DOJ adds that the effectiveness of a compliance program should be assessed over time, including whether the program is evolving to address existing and changing compliance risks. For all industries, ESG-related risks are clearly among the most pressing emerging risks in 2021 and beyond. (See KPMG Regulatory Alerts here and here.)
ESG compliance challenges
Key compliance challenges related to the pace of ESG-related change, which is expected to remain both aggressive and unabating, include the:
- Multiplicity of ESG inquiries and associated disclosures
- Potential for overlapping ESG-related roles and responsibilities and necessary coordination across the organization to support ESG initiatives and related reporting/disclosures (including voluntary reporting)
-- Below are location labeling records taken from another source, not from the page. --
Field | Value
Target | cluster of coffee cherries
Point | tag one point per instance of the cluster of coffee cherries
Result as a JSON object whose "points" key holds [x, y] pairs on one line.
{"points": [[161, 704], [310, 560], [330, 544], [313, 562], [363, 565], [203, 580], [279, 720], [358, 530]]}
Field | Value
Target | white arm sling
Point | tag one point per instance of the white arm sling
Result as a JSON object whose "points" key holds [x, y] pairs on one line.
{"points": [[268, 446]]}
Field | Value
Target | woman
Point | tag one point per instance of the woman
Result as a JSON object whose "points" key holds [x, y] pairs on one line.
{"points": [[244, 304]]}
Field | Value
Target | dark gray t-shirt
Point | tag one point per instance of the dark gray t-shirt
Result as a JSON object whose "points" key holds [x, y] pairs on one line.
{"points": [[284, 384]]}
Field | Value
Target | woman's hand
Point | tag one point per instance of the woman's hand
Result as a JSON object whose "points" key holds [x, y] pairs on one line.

- Uncertainty of future regulatory requirements (e.g., reporting standards/frameworks, definitions/terms, scenario analysis/stress testing exercises, supply chain sourcing restrictions)
- Inconsistencies across jurisdictions (e.g., reporting, disclosures, definitions, permissible activities)
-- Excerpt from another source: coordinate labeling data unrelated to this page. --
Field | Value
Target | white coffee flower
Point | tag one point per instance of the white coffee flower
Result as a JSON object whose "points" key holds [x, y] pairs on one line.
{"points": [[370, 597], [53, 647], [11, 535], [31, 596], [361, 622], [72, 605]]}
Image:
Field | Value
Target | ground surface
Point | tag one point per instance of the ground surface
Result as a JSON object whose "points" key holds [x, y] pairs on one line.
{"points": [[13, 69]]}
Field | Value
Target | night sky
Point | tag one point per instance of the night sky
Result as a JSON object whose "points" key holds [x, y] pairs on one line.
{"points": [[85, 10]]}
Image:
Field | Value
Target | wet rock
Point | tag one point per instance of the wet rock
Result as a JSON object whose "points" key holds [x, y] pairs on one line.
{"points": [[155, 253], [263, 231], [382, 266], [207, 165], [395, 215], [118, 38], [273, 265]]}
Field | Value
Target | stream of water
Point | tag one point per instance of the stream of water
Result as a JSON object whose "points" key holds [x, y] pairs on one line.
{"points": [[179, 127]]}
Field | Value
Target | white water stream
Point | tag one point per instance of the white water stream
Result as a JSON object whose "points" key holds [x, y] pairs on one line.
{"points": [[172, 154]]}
- Complexity of risk analysis, including third-party/supply chain analysis, and limited availability of reliable, consistent data
- Competition across industries to make public ESG-related commitments and ongoing efforts to measure, report on, and sustain associated progress
- Availability of compliance professionals knowledgeable about ESG issues.
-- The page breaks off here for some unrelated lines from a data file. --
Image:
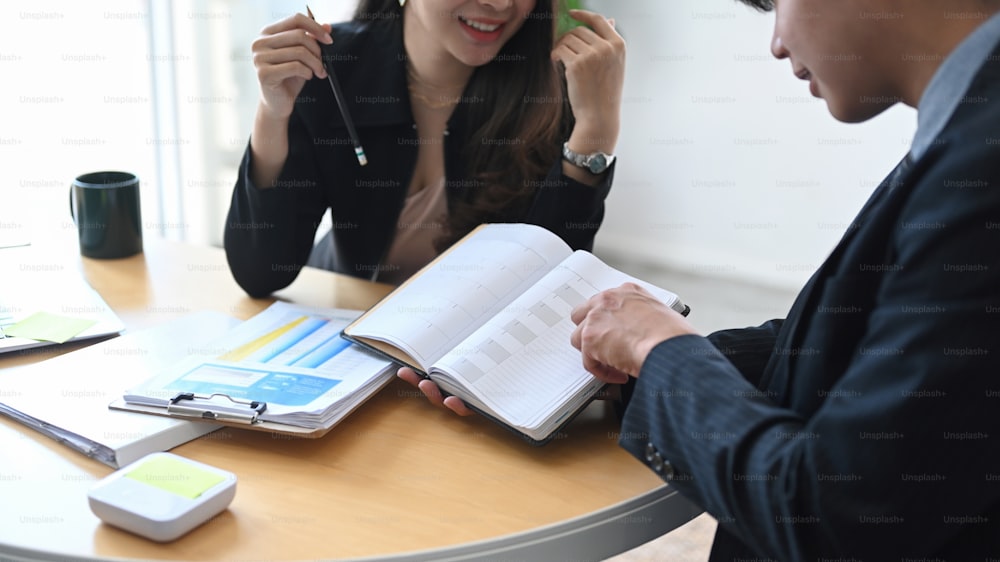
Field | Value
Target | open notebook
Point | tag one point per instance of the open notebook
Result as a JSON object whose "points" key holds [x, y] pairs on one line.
{"points": [[59, 305]]}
The current role of compliance – cross-industry survey findings
The KPMG 2021 CCO Survey found that more than 50 percent of respondents identified the compliance department as having a role in the coordination and oversight of ESG employees. These roles and responsibilities frequently included the establishment of ESG-related policies and procedures (51 percent), the incorporation of ESG risks into overall compliance risk assessments (48 percent), and monitoring of ESG components of business investments (37 percent).
Activities the compliance function participates in related to ESG initiatives
Notably only 24 percent of total respondents identified ESG as one of the compliance department’s top three areas to refine in the next three years, though, perhaps unsurprisingly, respondents from the energy and industrial manufacturing/consumer markets/retail sectors disproportionately identified ESG as a top area for refinement (71 percent and 49 percent, respectively). In other industries, including financial services and healthcare/life sciences, some may be prioritizing other very critical items and/or may be waiting for regulators to set the tone and better define expectations before taking the next steps with their ESG programs. In any case, the role of the CCO to ESG is expanding and will only become more important in the coming months and years with regulatory, investor, and board/management attention. The time of the CCO in ESG is now.